To be a statistician is great!! You never have to be "absolutely sure" of something...
Being "reasonably certain" is enough!
Pavel E. Guarisma, North Carolina State University


Chapter 4
    Sec 4.2

Be Careful...Be Careful....Be the theme of this section.  We have learned many fancy tools for picturing, analyzing, and summarizing data to show associations between two variables.  Be cautious when introducing the element of "causation." into the analysis.

Firstly, correlation and regression only describe linear data and are not resistant (they are affected by outliers and other influential observations).  Always plot the data before interpreting regression or correlation.  Here comes an extensive list of cautions:

Do NOT make predictions for values that are way outside of the domain of the given data since predictions will not be accurate.  This is called extrapolation.  DON'T!

So far our skills allow us to look at two variables, but sometimes many variables are at work in a relationship.  The original relationship can be influenced by other variables that we didn't think about that are lurking in the background.  A lurking variable is not among the explanatory or response variables in a study and yet many influence the interpretation of the relationships among those variables.  It can falsely suggest a strong relationship between x and y or it can hide a relationship that is really there.  DON'T! (One useful method for detecting lurking variables is to plot both the response variable and the regression residuals against the time order of the observations when time order is available - this will require two residual plots.)

Beware drawing conclusions from data that is averaged when forming conclusions about individuals. DON'T! Correlations based on averages are usually TOO HIGH when applied to individuals.

Now we address the true nature of this discussion...the question of causation. In many studies of the relationship between two variables, the goal is to establish that changes in the explanatory variables cause changes in the response variable.  Even when a strong association is present, the conclusion that the association is due to a causal link between the variables is elusive. 

What constitutes good evidence for causation???

In attempting to explain an association the causes may be direct causation...changing x causes y to change.  An example would be (x) the amount of artificial sweetener (saccharin) in a rat's diet and (y) the count of tumors n the rat's bladder.  OR the change may occur due a common response - where both x and y are changed due to the influence of some lurking variable, like concluding that a high school senior's SAT score causes the student's first year college grade point average.  The lurking variable/s creates an association even though there may be no direct causal link between x and y.  OR the effect of x on y is confounded with the effect of a lurking variable z.  Two variables are confounded when their effects on a response variable cannot be distinguished from each other.  The confounded variables may be other explanatory variables or lurking variables.  When many variables interact with each other we are prevented from drawing conclusions about causation.  For example whether a person regularly attends religious services has a causal relationship with how long the person lives.

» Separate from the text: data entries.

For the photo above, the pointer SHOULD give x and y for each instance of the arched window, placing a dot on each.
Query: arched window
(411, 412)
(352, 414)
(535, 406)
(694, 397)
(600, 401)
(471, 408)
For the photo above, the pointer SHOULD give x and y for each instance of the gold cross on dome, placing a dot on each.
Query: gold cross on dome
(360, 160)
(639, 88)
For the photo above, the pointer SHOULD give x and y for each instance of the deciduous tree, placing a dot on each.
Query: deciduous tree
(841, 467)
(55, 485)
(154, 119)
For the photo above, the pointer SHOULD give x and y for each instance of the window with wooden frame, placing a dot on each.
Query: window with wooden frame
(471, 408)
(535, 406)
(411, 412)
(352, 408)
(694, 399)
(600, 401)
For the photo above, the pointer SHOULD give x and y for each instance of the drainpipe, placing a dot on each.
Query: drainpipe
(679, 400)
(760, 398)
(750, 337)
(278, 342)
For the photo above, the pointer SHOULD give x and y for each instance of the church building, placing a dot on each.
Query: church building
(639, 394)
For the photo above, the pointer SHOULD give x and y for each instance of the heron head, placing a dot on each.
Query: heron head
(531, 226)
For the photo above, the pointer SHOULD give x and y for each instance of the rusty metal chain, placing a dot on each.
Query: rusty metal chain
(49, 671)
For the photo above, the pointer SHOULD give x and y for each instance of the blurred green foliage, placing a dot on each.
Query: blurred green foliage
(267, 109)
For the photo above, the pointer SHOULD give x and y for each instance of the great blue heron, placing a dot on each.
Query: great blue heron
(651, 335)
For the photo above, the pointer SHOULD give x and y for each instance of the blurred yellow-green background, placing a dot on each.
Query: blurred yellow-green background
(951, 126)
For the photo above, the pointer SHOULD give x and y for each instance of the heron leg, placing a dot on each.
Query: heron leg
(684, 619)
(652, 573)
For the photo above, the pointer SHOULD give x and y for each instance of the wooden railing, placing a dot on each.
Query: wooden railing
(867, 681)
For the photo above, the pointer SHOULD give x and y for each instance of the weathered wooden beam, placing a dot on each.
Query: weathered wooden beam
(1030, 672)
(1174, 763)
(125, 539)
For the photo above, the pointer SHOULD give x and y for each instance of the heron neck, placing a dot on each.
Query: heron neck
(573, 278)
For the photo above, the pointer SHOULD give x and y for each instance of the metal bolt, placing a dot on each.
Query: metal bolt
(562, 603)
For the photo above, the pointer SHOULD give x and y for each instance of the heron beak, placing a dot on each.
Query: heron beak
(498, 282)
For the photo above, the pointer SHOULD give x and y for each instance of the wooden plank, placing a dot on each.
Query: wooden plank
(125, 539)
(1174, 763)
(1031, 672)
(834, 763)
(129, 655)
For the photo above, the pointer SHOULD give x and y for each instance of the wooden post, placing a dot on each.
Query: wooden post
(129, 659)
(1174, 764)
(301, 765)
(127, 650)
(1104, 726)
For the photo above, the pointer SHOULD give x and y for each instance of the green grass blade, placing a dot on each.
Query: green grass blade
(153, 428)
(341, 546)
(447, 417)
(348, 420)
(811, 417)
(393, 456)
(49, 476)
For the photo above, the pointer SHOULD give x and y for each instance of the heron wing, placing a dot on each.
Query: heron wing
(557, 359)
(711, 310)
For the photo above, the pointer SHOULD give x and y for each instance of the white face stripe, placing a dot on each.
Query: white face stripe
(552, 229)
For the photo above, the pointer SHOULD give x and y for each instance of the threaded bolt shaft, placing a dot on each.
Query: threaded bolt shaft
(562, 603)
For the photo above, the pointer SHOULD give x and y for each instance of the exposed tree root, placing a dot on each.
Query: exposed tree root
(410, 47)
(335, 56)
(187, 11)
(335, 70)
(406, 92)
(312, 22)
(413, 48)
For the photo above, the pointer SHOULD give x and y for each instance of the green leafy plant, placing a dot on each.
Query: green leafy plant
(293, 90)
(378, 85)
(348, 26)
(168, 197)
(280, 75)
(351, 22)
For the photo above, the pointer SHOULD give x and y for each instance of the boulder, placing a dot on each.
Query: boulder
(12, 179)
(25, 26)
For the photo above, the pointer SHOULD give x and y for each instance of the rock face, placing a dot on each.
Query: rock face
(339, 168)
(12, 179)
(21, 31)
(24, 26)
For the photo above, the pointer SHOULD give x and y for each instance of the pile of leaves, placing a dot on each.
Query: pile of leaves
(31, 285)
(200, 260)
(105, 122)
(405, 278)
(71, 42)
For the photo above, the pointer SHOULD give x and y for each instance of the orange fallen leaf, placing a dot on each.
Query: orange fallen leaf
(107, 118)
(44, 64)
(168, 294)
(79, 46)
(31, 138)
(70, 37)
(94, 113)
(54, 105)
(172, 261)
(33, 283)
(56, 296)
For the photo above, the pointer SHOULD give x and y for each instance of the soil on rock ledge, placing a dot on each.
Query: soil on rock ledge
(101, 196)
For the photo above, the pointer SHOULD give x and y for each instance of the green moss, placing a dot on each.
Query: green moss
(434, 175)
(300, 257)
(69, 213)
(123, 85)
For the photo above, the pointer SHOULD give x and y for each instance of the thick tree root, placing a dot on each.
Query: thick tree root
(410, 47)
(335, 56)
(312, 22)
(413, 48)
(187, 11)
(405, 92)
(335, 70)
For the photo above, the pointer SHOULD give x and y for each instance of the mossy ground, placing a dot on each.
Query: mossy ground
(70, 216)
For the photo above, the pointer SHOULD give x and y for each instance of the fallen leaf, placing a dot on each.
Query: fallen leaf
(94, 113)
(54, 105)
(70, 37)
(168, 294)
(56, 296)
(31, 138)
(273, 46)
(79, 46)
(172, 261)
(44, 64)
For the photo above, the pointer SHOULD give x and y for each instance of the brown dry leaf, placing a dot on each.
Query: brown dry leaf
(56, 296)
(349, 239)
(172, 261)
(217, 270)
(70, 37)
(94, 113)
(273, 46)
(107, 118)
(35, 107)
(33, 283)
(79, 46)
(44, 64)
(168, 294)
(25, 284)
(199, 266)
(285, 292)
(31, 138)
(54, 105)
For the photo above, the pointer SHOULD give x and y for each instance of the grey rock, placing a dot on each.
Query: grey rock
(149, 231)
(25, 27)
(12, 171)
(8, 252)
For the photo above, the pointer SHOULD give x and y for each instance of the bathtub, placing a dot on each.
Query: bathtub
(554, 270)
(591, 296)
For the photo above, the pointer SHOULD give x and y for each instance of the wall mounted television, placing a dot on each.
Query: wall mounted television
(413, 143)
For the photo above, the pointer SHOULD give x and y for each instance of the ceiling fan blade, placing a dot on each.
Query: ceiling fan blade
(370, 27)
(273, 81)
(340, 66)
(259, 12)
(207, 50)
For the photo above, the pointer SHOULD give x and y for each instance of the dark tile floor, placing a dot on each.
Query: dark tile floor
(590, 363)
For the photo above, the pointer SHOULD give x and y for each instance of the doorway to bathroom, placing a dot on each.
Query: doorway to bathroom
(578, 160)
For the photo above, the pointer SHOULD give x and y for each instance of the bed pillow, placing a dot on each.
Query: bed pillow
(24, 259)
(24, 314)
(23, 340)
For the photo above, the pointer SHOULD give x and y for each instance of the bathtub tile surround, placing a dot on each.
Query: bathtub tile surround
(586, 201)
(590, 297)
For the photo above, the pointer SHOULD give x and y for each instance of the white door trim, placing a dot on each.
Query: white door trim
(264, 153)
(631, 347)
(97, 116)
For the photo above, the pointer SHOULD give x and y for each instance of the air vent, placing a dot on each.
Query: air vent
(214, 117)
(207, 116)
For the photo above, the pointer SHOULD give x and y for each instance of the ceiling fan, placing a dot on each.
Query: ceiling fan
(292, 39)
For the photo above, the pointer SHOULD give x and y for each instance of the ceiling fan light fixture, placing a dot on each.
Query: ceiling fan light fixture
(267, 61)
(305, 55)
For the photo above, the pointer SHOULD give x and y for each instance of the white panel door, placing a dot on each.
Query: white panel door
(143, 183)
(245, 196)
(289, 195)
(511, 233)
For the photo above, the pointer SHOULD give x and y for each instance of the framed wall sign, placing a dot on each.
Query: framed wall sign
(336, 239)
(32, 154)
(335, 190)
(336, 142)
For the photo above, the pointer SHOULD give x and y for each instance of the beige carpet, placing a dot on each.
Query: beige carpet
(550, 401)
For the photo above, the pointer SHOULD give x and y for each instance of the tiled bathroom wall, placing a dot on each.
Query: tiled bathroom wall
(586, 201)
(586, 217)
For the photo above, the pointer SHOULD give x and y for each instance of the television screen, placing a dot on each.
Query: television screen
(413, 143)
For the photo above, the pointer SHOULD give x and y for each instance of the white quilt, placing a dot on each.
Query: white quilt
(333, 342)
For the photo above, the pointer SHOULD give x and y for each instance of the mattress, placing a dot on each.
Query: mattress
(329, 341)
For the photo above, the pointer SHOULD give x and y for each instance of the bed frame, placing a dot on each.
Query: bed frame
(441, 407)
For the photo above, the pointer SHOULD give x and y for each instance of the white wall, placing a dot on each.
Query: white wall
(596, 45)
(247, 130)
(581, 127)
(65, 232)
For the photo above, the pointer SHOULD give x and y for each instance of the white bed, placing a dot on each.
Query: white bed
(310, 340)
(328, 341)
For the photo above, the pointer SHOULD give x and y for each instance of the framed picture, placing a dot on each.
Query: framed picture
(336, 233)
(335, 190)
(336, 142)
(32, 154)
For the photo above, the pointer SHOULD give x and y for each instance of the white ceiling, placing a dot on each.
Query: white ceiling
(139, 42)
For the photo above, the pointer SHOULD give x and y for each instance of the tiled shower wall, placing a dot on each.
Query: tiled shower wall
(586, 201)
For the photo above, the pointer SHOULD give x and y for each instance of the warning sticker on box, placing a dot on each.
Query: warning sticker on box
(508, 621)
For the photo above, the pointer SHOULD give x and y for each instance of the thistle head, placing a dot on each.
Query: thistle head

Soooo....the best evidence for causation comes from experiments that change x while holding all other factors FIXED.   If the response variable changes, then we can think that x caused the change.  However, many causation discussions involve issues that cannot be settled by experiments making it difficult to pinpoint cause and effect in a setting involving complex relations among man interacting variables.  Sometimes experiments are not practical or ethical.  To handle these situations there are agreed upon criteria.

Establishing causation in the absence of an experiment requires:
1)  the association be strong supported by many studies
2)  the association be consistent across different groups
3)  the association gets stronger with higher doses
4)  alleged cause is plausible

Even when a well-designed experiment results in a conclusion of  "no evidence found" or no association noted, be cautious to not overstate the conclusion which is best left at "after careful study the link between (x) and (y) could not be found."

In conclusion....remember that even a very strong association between two variables is NOT by itself good evidence that there is a cause and effect link between the variables.  Be careful again though since even well established causal relations may not generalize to other settings.